As others have mentioned fread should be able to do what you want
provided the input is in the binary format you expect. One caveat
I would add is that the code will have platform dependencies and
will not function correctly if the input file is moved between
platforms with differently sized integers or different
endian-nesses (sp).
Also, you should always check your return values; fread could fail.
Yes you can use fread to read into an array of integers
int buffer[10];
size_t readElements = fread((void *)buffer, sizeof(int), 10, somefile);
for(int i = 0; i < readElements; i++)
cout << buffer[i] << endl
You can check the number of elements fread returns to print out.
EDIT: provided you are reading from a file in binary mode and the values were written as cnicutar mentioned with fwrite.

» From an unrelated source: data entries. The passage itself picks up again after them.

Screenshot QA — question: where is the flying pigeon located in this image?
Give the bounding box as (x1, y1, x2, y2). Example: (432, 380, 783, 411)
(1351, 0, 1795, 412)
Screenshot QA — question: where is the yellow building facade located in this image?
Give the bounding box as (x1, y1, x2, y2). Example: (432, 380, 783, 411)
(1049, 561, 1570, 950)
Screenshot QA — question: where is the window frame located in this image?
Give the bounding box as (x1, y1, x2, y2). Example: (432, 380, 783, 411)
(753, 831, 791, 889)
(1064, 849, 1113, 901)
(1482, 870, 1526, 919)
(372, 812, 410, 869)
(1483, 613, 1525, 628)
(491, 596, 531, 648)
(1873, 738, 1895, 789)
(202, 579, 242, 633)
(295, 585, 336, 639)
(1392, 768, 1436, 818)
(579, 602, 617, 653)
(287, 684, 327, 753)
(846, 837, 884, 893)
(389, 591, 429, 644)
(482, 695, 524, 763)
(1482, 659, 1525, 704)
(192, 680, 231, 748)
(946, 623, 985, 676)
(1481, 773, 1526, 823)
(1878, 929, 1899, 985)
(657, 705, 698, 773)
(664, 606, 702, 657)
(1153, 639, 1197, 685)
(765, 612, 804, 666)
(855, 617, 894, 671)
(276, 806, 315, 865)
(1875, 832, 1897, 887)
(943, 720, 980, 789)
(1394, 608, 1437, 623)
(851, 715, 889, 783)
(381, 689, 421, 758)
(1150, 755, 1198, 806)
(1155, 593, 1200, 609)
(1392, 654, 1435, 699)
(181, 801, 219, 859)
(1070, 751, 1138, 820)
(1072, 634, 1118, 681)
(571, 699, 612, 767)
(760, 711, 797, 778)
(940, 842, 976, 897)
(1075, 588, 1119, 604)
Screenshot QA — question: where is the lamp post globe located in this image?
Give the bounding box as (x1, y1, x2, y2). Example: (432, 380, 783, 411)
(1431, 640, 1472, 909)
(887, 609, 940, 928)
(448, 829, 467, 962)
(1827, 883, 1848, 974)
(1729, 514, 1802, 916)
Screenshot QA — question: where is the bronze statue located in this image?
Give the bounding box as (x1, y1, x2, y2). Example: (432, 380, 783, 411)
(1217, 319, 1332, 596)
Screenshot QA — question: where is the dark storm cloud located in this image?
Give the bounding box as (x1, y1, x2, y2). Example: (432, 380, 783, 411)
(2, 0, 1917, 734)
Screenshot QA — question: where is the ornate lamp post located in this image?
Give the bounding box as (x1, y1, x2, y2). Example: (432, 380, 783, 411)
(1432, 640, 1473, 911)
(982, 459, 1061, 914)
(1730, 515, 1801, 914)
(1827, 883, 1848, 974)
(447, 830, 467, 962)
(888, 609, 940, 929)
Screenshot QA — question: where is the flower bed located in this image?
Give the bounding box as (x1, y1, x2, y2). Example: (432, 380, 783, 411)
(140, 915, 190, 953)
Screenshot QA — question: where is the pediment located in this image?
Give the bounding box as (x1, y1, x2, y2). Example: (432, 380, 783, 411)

I was trying the same and was getting the same result as yours, large int value when trying to read integer using fread() from a file and finally got the reason for it.
So suppose if your input file contains only:
"5"
"5 5 5"
The details I got from http://www.programmersheaven.com/mb/beginnercpp/396198/396198/fread-returns-invalid-integer/
fread() reads binary data (even if the file is opened in 'text'-mode). The number 540352565 in hex is 0x20352035, the 0x20 is the ASCII code of a space and 0x35 is the ASCII code of a '5' (they are in reversed order because using a little-endian machine).
So what fread does is read the ASCII codes from the file and builds an int from it, expecting binary data. This should explain the behavior when reading the '5 5 5' file. The same happens when reading the file with a single '5', but only one byte can be read (or two if it is followed by a newline) and fread should fail if it reads less than sizeof(int) bytes, which is 4 (in this case).
As the reaction to response is that it still does not work, I will provide here complete code, so you can try it out.
Please note that following code does NOT contain proper checks, and CAN crash if file does not exist, there is no memory left, no rights, etc.
In code should be added check for each open, close, read, write operations.
Moreover, I would allocate the buffer dynamically.
int* buffer = new int[10];
That is because I do not feel good when normal array is taken as pointer. But whatever. Please also note, that using correct type (uint32_t, 16, 8, int, short...) should be done to save space, according to number range.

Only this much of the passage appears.